Plus d’une centaine d’artistes, intellectuels et acteurs culturels sénégalais ont adressé une interpellation solennelle au président de la République, Bassirou Diomaye Faye, pour l’exhorter à prendre des mesures concrètes contre Israël, qu’ils accusent de génocide dans la bande de Gaza. Cet appel collectif a été rendu public à travers une lettre ouverte publiée par le mouvement African Artists Against Apartheid Sénégal.
Parmi les signataires figurent des figures majeures de la scène culturelle sénégalaise et africaine. On y retrouve notamment la chorégraphe et danseuse de renommée internationale Germaine Acogny, l’écrivaine Ken Bugul, les cinéastes primés Mati Diop et Alain Gomis, ainsi que de nombreux réalisateurs, comédiens, critiques d’art, chercheurs et commissaires d’exposition. Tous dénoncent ce qu’ils considèrent comme une réponse insuffisante de la communauté internationale face à la situation à Gaza et appellent les autorités sénégalaises à dépasser les simples déclarations diplomatiques.
Dans leur lettre, les artistes interpellent directement le chef de l’État sénégalais :
« Le peuple sénégalais attend des mesures concrètes. Quel rôle votre gouvernement jouera-t-il pour sauver le droit international des décombres de Gaza ? », interrogent-ils, appelant à un positionnement clair et assumé du Sénégal.
Le texte rappelle que le Sénégal est membre du Groupe de La Haye, une coalition internationale mise en place pour coordonner des actions juridiques et diplomatiques contre Israël. Toutefois, contrairement à des pays comme l’Afrique du Sud, la Namibie ou encore la Colombie, Dakar n’a, à ce stade, annoncé aucune sanction formelle. Les signataires exhortent ainsi le président Bassirou Diomaye Faye à « participer pleinement » aux initiatives du Groupe et à jouer un rôle moteur pour mobiliser d’autres États africains.
Les revendications formulées sont précises. Les artistes demandent notamment la suspension des relations diplomatiques et économiques avec Israël, l’interdiction du transit de matériel militaire israélien à travers les ports et les eaux territoriales sénégalaises, ainsi que l’opposition ferme à toute tentative de réintégration d’Israël en tant qu’État observateur auprès de l’Union africaine, statut dont il a été suspendu en 2023.
La lettre dénonce également ce que les signataires qualifient d’« impunité totale » dont bénéficierait Israël, malgré les accusations portées par plusieurs instances internationales. L’écrivaine et chercheuse Tabara Korka Ndiaye évoque pour sa part un « fémi-génocide », estimant que les femmes palestiniennes seraient spécifiquement ciblées, établissant un parallèle avec les violences faites aux femmes au Sénégal.

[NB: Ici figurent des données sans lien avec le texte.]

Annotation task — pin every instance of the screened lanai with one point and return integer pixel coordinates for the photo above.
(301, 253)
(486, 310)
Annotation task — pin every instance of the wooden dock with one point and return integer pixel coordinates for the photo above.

À l’approche des Jeux olympiques de la jeunesse Dakar 2026, les artistes appellent par ailleurs les autorités sénégalaises à soutenir les initiatives visant à exclure Israël des compétitions sportives internationales. Selon eux, une telle position s’inscrirait dans la continuité de l’histoire du continent africain, marquée par les luttes contre l’esclavage, le colonialisme et l’apartheid.
« C’est dans les moments de crise que les nations forgent leur grandeur », concluent les signataires, exhortant le Sénégal à assumer un rôle de premier plan dans la défense de la justice internationale, du droit des peuples et des droits humains.